Enrico Camanni in "Le Alpi in 30 montagne" propone un viaggio d'autore nella storia e nelle valli di 30 montagne dell'arco alpino

Siamo affezionati da sempre a Enrico Camanni, scrittore fecondo e facondo di montagne, montanari, alpinisti, creatore di cultura alpina nel senso più lato del termine. E per molti anni alla guida della Rivista della Montagna e di Alp, nei bei tempi ahimè remoti in cui nel mercato editoriale italiano c’era spazio per vari e pregevoli periodici di montagna, oggi quasi tutti spariti.



Ora ha pubblicato Le Alpi in 30 montagne (Laterza, 2025), una scelta di 30 vette fondamentali dal punto di vista storico e, perché no, estetico, dalle Alpi Marittime alle Giulie. Di ogni grande cima e delle valli sottostanti ci racconta tante storie, non tanto e non solo alpinistiche, ma soprattutto storie di genti, di montanari che quelle montagne e vallate le hanno percorse, abitate, vissute per secoli, anzi millenni.



C’è la storia, per certi versi misteriosa e strana, di come nell’800 gli abitanti della Val di Zoldo abbandonarono l’estrazione del ferro dalle miniere ormai esaurite tra il Pelmo e la Civetta e si re-inventarono, chissà come e perché, emigranti gelatai: portarono e diffusero la moda dei gelati prima nella pianura veneta, poi in mezza Europa e in America.

La parete nordovest della Civetta (foto da Wikipedia)

C’è quella dell’alpino friulano Silvio Ortis, pluridecorato nella guerra di Libia poi combattente sui monti di casa, in Carnia, nella Prima guerra mondiale, dove insieme ad altri tre compagni fu condannato dalla corte marziale e assurdamente fucilato per essersi rifiutato di condurre un attacco chiaramente suicida contro le postazioni austriache. “L’esecuzione dovette essere ripetuta due volte – racconta Camanni – perché una parte del plotone sparò a vuoto”.



Più a ovest: l’anno è il 1854, quando il giovane seminarista bavarese Stephan Steinberger in una deposizione giurata a un doganiere del Passo dello Stelvio disse di aver conquistato, da solo e brancolando nel buio di una momentanea cecità da riverbero, il Gran Zebrù, allora e oggi la cima più difficile della zona.
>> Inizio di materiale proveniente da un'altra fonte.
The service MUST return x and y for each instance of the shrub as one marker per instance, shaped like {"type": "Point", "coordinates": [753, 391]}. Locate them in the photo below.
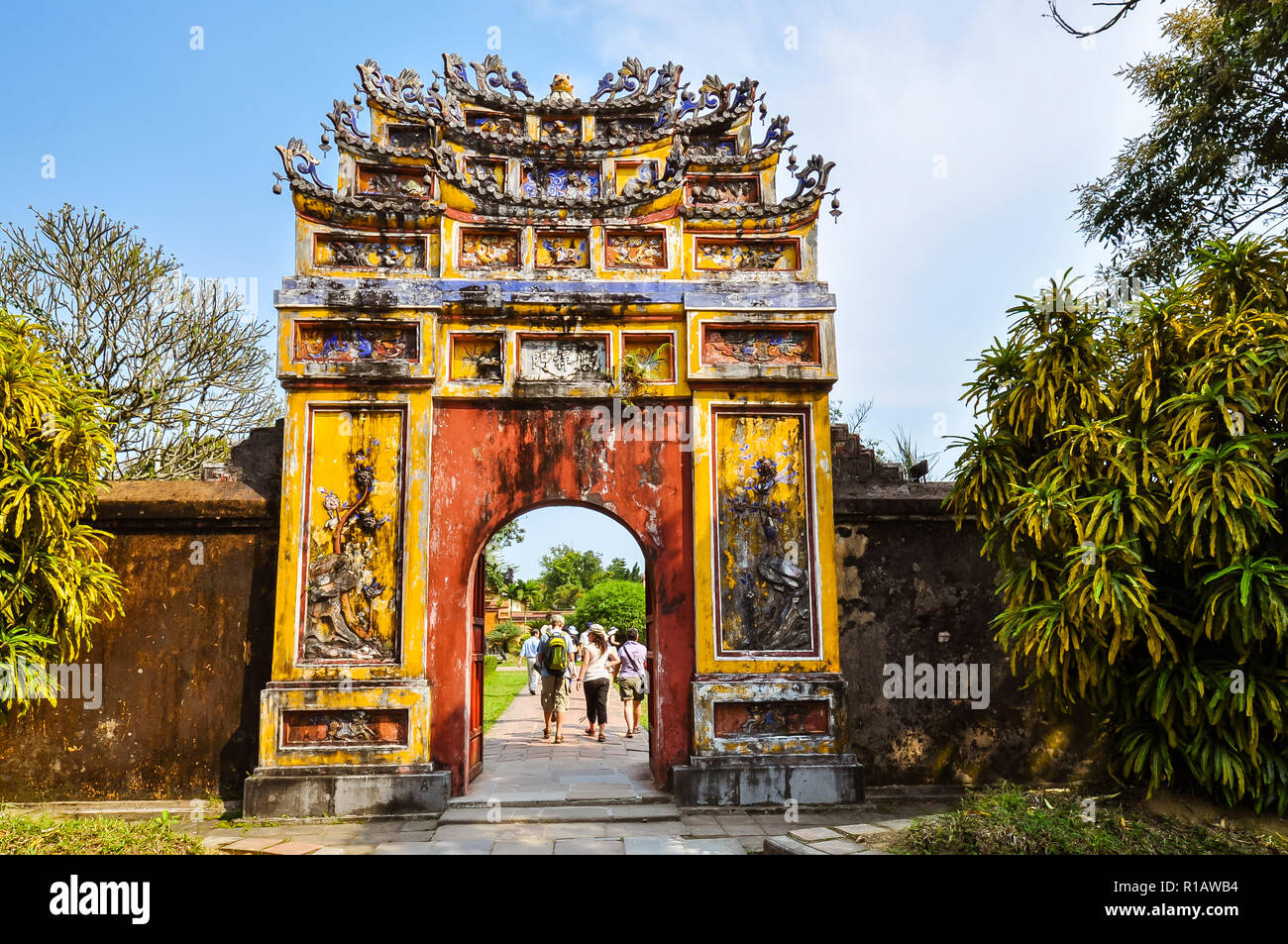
{"type": "Point", "coordinates": [509, 635]}
{"type": "Point", "coordinates": [1128, 478]}
{"type": "Point", "coordinates": [54, 450]}
{"type": "Point", "coordinates": [613, 603]}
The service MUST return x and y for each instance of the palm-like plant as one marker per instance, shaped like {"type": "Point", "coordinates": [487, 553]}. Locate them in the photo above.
{"type": "Point", "coordinates": [54, 450]}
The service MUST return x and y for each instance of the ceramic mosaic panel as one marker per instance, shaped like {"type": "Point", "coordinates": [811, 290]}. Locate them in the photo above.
{"type": "Point", "coordinates": [477, 357]}
{"type": "Point", "coordinates": [563, 250]}
{"type": "Point", "coordinates": [653, 353]}
{"type": "Point", "coordinates": [344, 728]}
{"type": "Point", "coordinates": [561, 130]}
{"type": "Point", "coordinates": [391, 181]}
{"type": "Point", "coordinates": [407, 137]}
{"type": "Point", "coordinates": [348, 342]}
{"type": "Point", "coordinates": [724, 191]}
{"type": "Point", "coordinates": [764, 532]}
{"type": "Point", "coordinates": [769, 346]}
{"type": "Point", "coordinates": [635, 250]}
{"type": "Point", "coordinates": [488, 250]}
{"type": "Point", "coordinates": [747, 256]}
{"type": "Point", "coordinates": [352, 537]}
{"type": "Point", "coordinates": [370, 253]}
{"type": "Point", "coordinates": [563, 360]}
{"type": "Point", "coordinates": [559, 180]}
{"type": "Point", "coordinates": [494, 124]}
{"type": "Point", "coordinates": [771, 719]}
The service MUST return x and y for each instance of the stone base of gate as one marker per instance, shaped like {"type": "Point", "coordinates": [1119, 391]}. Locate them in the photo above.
{"type": "Point", "coordinates": [747, 781]}
{"type": "Point", "coordinates": [348, 790]}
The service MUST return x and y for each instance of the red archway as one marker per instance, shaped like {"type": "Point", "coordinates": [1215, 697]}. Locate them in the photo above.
{"type": "Point", "coordinates": [490, 464]}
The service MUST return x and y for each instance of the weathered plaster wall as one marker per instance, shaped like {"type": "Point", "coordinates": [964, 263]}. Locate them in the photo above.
{"type": "Point", "coordinates": [180, 669]}
{"type": "Point", "coordinates": [910, 583]}
{"type": "Point", "coordinates": [490, 464]}
{"type": "Point", "coordinates": [183, 668]}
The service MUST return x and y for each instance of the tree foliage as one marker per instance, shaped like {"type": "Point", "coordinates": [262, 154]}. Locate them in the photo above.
{"type": "Point", "coordinates": [1215, 162]}
{"type": "Point", "coordinates": [178, 361]}
{"type": "Point", "coordinates": [496, 571]}
{"type": "Point", "coordinates": [567, 574]}
{"type": "Point", "coordinates": [613, 603]}
{"type": "Point", "coordinates": [1128, 474]}
{"type": "Point", "coordinates": [54, 449]}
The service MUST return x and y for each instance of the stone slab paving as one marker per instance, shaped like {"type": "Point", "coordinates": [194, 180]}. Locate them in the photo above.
{"type": "Point", "coordinates": [580, 797]}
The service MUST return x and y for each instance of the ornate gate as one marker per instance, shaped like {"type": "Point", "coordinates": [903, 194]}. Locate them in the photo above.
{"type": "Point", "coordinates": [505, 303]}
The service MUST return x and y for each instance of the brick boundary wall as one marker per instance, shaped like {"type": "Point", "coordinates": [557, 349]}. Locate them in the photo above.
{"type": "Point", "coordinates": [183, 668]}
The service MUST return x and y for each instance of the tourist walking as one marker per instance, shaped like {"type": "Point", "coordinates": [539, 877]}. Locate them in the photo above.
{"type": "Point", "coordinates": [553, 660]}
{"type": "Point", "coordinates": [632, 679]}
{"type": "Point", "coordinates": [528, 652]}
{"type": "Point", "coordinates": [597, 662]}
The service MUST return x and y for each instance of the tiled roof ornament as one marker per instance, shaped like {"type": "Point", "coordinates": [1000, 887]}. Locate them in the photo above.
{"type": "Point", "coordinates": [561, 90]}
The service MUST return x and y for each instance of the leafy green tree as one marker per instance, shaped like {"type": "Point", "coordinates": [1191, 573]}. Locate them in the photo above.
{"type": "Point", "coordinates": [54, 449]}
{"type": "Point", "coordinates": [617, 570]}
{"type": "Point", "coordinates": [565, 565]}
{"type": "Point", "coordinates": [1128, 474]}
{"type": "Point", "coordinates": [1215, 162]}
{"type": "Point", "coordinates": [613, 603]}
{"type": "Point", "coordinates": [178, 361]}
{"type": "Point", "coordinates": [493, 562]}
{"type": "Point", "coordinates": [566, 596]}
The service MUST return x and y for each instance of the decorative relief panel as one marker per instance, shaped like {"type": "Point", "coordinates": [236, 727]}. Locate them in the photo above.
{"type": "Point", "coordinates": [481, 168]}
{"type": "Point", "coordinates": [760, 346]}
{"type": "Point", "coordinates": [559, 180]}
{"type": "Point", "coordinates": [715, 146]}
{"type": "Point", "coordinates": [747, 256]}
{"type": "Point", "coordinates": [391, 181]}
{"type": "Point", "coordinates": [563, 360]}
{"type": "Point", "coordinates": [488, 250]}
{"type": "Point", "coordinates": [494, 124]}
{"type": "Point", "coordinates": [353, 535]}
{"type": "Point", "coordinates": [477, 357]}
{"type": "Point", "coordinates": [635, 250]}
{"type": "Point", "coordinates": [370, 253]}
{"type": "Point", "coordinates": [653, 355]}
{"type": "Point", "coordinates": [561, 130]}
{"type": "Point", "coordinates": [407, 137]}
{"type": "Point", "coordinates": [344, 728]}
{"type": "Point", "coordinates": [764, 532]}
{"type": "Point", "coordinates": [722, 191]}
{"type": "Point", "coordinates": [623, 125]}
{"type": "Point", "coordinates": [781, 719]}
{"type": "Point", "coordinates": [563, 250]}
{"type": "Point", "coordinates": [631, 176]}
{"type": "Point", "coordinates": [356, 342]}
Nessuno gli credette, nemmeno quando pubblicò il suo racconto su un serio giornale cattolico. La prima ascensione ufficiale fu dieci anni dopo, da parte dei soliti alpinisti inglesi con guide svizzere, mentre il seminarista sparì dalle cronache, “diventò sacerdote e si dedicò ad altre missioni”.

Le missioni oggi per salvare le montagne sono ancora altre, di fronte a pericoli che sembrano inevitabili come il riscaldamento climatico, che sbriciola le rocce non più compattate dal gelo e fa scomparire i ghiacciai. O l’overtourism, quell’enorme serpente umano, motorizzato e incolto che soffoca le cime in una stretta mortifera. Le Tre Cime di Lavaredo ne sono l’esempio più eclatante.

Camanni però è tutto sommato ottimista. “Non ho alcuna certezza del domani – conclude – ma sono sicuro che la montagna vivrà grazie allo scambio e alla circolarità delle idee. Oppure i boschi se la riprenderanno”.